Una maggiore espressione di PRLR era significativamente correlata con la presenza di metastasi linfonodali ascellari e invasione linfovascolare e diverse linee di evidenza indicano il ruolo della via PRL/PRLR nell’aggressività del cancro al seno. L’attivazione della via JAK-STAT, una via di segnalazione a valle dell’interazione PRL-PRLR, promuove la proliferazione e la sopravvivenza delle cellule di cancro al seno (19,20). La segnalazione della PRL nelle cellule del cancro al seno ha sovraregolato il proto-oncogene tirosina-proteina chinasi (c-Src), un regolatore del rimodellamento dell’actina che determina la migrazione cellulare (21).
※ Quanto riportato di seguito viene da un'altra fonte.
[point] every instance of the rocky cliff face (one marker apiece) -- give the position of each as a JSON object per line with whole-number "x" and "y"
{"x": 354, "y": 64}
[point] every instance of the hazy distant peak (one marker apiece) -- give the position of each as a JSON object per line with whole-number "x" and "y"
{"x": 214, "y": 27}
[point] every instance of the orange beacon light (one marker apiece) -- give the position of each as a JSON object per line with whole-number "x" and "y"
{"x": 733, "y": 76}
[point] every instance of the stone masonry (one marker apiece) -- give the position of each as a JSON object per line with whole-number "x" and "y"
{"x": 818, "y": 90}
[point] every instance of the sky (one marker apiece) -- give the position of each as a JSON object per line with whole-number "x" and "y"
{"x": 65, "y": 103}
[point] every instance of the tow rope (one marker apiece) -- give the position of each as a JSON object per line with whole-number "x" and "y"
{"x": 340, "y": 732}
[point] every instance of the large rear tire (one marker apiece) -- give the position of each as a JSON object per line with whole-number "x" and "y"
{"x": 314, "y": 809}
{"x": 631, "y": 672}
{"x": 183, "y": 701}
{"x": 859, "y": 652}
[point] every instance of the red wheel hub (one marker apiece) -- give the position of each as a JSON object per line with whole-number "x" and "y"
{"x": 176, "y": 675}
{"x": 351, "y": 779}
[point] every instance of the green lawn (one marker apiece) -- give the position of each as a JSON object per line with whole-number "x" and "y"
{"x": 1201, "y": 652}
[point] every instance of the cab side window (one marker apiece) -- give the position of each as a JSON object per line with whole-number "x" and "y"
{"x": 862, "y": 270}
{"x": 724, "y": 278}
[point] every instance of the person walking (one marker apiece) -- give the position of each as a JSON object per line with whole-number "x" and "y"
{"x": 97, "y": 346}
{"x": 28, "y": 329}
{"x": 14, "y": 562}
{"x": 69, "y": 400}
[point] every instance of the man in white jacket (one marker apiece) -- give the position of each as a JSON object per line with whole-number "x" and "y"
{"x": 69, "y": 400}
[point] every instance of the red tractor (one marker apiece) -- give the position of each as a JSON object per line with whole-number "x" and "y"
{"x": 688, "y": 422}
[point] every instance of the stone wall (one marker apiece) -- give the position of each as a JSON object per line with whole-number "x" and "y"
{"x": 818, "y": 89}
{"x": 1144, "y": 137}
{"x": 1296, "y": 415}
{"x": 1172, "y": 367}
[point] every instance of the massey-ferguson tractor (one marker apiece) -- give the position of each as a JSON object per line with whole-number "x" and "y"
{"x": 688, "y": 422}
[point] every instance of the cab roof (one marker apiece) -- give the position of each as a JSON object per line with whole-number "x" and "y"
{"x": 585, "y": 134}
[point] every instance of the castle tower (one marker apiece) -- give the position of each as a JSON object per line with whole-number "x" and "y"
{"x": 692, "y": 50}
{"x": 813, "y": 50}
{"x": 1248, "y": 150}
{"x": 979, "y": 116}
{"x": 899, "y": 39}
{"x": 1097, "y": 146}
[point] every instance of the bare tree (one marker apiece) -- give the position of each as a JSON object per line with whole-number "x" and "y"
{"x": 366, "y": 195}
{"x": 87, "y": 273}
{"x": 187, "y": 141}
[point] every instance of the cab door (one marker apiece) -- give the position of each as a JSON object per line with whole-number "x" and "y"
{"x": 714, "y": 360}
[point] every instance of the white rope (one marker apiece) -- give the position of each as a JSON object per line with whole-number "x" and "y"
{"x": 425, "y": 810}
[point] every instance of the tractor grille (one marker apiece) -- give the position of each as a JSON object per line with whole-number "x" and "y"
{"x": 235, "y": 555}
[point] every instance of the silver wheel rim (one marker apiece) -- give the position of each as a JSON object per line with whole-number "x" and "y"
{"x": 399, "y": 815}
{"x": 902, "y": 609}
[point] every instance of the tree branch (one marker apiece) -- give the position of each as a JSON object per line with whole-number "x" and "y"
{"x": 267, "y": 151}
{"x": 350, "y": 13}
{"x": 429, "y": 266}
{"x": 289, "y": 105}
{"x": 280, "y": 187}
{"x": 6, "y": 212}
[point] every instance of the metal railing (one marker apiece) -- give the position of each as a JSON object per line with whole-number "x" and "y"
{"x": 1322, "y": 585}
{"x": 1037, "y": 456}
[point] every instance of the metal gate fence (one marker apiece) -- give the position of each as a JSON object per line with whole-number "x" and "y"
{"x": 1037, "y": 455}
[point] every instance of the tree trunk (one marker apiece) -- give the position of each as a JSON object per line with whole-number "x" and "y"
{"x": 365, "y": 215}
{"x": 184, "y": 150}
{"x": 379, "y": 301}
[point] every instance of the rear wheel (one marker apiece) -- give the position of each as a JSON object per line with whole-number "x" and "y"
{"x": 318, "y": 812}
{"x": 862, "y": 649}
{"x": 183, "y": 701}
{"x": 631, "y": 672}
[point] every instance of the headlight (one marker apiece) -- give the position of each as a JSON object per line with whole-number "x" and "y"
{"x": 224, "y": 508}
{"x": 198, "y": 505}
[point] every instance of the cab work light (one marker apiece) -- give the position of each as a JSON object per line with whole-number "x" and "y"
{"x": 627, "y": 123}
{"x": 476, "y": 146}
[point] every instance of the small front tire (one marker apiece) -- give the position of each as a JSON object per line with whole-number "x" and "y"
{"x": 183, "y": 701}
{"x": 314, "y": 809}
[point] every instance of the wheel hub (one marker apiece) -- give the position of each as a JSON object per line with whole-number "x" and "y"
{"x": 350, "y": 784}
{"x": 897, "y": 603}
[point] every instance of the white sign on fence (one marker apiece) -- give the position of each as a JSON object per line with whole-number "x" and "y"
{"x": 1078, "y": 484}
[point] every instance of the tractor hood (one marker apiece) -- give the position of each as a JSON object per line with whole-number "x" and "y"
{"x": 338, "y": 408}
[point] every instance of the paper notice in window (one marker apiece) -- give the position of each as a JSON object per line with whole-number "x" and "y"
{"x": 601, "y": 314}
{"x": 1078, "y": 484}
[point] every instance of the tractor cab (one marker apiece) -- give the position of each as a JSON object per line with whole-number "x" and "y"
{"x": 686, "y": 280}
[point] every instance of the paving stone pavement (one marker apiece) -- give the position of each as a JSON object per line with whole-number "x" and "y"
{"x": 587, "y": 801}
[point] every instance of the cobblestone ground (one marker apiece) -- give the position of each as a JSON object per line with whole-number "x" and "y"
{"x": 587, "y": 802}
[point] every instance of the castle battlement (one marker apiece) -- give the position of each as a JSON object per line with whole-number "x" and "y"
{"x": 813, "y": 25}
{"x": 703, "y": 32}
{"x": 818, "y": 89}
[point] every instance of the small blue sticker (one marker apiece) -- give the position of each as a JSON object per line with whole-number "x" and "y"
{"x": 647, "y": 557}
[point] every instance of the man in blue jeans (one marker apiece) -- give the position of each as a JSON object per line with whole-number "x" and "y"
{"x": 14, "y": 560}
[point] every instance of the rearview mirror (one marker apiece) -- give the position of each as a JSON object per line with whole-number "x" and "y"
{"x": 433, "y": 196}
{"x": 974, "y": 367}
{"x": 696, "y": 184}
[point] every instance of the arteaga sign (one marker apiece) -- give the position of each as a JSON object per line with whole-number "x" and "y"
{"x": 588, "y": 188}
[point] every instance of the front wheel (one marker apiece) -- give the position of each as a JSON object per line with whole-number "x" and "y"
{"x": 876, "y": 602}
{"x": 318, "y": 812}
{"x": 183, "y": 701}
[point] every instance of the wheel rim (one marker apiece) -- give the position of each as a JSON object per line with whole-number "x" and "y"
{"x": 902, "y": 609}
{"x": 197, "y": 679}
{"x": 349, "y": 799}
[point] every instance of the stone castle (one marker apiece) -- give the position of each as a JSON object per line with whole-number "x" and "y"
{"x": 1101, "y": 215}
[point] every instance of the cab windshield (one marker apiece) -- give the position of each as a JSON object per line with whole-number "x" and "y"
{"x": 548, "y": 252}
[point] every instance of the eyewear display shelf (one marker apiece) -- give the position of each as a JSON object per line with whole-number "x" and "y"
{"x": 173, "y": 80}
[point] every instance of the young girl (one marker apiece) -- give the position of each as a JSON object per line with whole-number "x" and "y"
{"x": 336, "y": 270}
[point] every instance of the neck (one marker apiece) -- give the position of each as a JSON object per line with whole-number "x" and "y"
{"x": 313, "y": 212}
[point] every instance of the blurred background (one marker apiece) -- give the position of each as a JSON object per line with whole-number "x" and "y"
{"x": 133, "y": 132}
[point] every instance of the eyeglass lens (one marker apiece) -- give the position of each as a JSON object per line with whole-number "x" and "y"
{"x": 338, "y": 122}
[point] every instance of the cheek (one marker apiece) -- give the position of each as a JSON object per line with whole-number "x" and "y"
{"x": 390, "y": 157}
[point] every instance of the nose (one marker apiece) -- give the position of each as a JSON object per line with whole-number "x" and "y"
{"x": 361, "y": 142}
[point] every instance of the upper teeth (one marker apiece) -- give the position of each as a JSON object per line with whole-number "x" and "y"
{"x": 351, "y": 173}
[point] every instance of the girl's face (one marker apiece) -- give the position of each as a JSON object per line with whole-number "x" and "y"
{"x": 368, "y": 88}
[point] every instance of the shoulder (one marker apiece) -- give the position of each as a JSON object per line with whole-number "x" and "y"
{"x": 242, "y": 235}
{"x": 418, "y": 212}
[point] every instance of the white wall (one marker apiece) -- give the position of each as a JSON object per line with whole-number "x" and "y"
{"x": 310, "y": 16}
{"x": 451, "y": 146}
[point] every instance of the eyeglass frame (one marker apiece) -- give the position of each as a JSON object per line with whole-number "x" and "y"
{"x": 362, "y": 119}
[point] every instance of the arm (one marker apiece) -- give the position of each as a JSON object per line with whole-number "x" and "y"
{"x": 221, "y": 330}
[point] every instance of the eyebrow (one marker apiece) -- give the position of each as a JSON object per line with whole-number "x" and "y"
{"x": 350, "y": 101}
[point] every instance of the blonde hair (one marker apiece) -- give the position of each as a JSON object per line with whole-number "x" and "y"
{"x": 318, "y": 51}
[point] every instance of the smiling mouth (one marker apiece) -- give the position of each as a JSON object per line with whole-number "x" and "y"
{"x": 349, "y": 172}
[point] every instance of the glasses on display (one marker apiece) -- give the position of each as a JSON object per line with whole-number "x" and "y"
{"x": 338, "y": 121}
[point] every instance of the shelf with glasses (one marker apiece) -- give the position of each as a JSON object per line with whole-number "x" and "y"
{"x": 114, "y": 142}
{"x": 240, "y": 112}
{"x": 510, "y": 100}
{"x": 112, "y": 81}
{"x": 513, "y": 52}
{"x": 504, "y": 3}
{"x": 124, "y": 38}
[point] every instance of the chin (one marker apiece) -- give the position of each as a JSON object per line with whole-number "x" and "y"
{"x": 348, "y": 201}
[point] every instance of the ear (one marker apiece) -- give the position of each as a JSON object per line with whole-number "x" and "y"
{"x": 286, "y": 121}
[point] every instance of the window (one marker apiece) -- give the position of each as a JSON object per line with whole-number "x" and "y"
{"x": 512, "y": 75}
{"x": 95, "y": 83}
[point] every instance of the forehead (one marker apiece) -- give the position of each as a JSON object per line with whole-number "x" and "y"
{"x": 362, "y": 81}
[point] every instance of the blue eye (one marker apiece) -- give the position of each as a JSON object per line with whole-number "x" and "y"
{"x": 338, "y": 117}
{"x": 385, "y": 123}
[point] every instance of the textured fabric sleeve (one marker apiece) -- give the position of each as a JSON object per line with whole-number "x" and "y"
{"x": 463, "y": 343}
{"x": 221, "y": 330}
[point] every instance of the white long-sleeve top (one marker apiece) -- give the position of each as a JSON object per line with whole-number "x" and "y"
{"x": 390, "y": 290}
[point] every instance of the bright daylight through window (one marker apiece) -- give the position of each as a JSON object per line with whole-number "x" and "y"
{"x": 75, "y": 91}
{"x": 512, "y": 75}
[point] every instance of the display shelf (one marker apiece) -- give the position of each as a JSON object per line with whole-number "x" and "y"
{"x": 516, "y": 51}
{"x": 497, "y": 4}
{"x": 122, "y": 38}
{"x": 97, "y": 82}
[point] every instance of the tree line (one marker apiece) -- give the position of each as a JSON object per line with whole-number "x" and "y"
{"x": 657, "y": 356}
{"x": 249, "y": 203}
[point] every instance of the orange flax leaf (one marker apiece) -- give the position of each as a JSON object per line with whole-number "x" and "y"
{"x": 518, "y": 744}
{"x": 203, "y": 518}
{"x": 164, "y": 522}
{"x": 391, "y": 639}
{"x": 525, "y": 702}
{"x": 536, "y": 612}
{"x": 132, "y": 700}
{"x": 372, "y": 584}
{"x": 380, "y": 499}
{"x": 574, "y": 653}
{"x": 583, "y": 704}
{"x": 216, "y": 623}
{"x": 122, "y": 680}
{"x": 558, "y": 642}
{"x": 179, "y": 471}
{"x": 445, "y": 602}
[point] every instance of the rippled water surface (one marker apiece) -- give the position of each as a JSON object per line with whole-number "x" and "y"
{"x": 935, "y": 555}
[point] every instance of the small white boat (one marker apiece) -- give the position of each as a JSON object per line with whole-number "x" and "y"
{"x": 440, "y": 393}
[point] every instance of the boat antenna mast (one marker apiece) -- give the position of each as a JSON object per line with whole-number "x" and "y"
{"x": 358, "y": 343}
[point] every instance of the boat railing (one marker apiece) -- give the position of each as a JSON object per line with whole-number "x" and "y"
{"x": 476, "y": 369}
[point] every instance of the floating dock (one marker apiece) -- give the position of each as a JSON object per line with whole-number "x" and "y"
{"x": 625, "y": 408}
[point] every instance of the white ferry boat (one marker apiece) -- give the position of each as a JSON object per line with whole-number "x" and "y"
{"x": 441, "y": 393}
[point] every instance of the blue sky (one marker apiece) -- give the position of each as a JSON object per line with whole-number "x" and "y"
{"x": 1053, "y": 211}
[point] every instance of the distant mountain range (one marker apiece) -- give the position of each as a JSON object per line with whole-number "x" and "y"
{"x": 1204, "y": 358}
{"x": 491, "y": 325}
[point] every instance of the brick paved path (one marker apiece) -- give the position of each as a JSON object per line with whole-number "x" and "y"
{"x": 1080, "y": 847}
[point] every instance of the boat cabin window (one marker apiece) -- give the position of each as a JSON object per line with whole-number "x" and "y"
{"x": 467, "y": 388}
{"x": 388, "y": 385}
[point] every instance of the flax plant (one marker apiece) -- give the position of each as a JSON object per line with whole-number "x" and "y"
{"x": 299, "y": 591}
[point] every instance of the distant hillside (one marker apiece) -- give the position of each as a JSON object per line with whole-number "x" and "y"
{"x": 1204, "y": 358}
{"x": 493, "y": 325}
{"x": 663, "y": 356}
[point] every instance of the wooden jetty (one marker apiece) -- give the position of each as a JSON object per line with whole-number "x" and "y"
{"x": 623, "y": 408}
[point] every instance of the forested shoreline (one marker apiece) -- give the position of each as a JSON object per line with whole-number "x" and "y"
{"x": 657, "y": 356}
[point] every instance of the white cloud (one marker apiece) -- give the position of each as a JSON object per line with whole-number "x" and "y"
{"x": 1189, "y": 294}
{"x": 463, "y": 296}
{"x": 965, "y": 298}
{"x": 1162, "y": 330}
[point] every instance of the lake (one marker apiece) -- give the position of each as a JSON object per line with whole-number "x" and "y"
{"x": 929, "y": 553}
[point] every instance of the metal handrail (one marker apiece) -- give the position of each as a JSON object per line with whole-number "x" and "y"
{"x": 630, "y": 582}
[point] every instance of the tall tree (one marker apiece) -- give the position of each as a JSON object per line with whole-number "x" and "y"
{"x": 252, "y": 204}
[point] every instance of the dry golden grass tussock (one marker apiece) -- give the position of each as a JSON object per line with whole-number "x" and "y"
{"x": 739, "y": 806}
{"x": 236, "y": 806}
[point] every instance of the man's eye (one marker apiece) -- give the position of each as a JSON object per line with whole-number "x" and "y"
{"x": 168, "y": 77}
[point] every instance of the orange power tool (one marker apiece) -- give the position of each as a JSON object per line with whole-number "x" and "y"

Inoltre, la stimolazione della PRLR da parte della PRL ha indotto la co-localizzazione della PRLR e del recettore nucleare degli ormoni 1 (NHR1), un importante stimolatore della migrazione e dell’invasione delle cellule tumorali (22). Le cellule di cancro al seno trattate con PRL possono indurre la differenziazione degli osteoclasti e contribuire alla gravità delle metastasi ossee (23). Nel presente studio, abbiamo utilizzato l’anticorpo contro il dominio extracellulare di PRLR che rileva tutte le isoforme di PRLR. Al contrario, lo studio immunoistochimico che utilizzava anticorpi contro la forma lunga della PRLR ha mostrato una downregulation della PRLR nel carcinoma mammario invasivo e l’elevata espressione della PRLR della forma lunga era correlata con il tumore di basso grado e il nodo negativo (13). Inoltre, l’implicazione dell’attivazione autocrina/paracrina della PRL nel cancro al seno è ancora oggetto di dibattito (24-26). Il limite di questo studio è che non è stata effettuata alcuna valutazione dell’espressione di PRL nei tessuti del cancro al seno che supportano la segnalazione PRL/PRLR nel cancro al seno con sovraespressione di PRLR. Dovrebbero essere eseguiti ulteriori studi riguardanti diverse isoforme PRLR ed espressioni PRL.

Conclusioni
In conclusione, non vi era alcuna associazione tra i polimorfismi PRL/PRLR selezionati e il rischio/aggressività di cancro al seno nella popolazione etnica thailandese. Un’elevata espressione di PRLR è stata associata a caratteristiche aggressive nei tumori al seno invasivi. La valutazione della PRLR potrebbe essere un biomarcatore aggiuntivo per l’identificazione del carcinoma mammario luminale con esito peggiore e un potenziale bersaglio adatto per la terapia.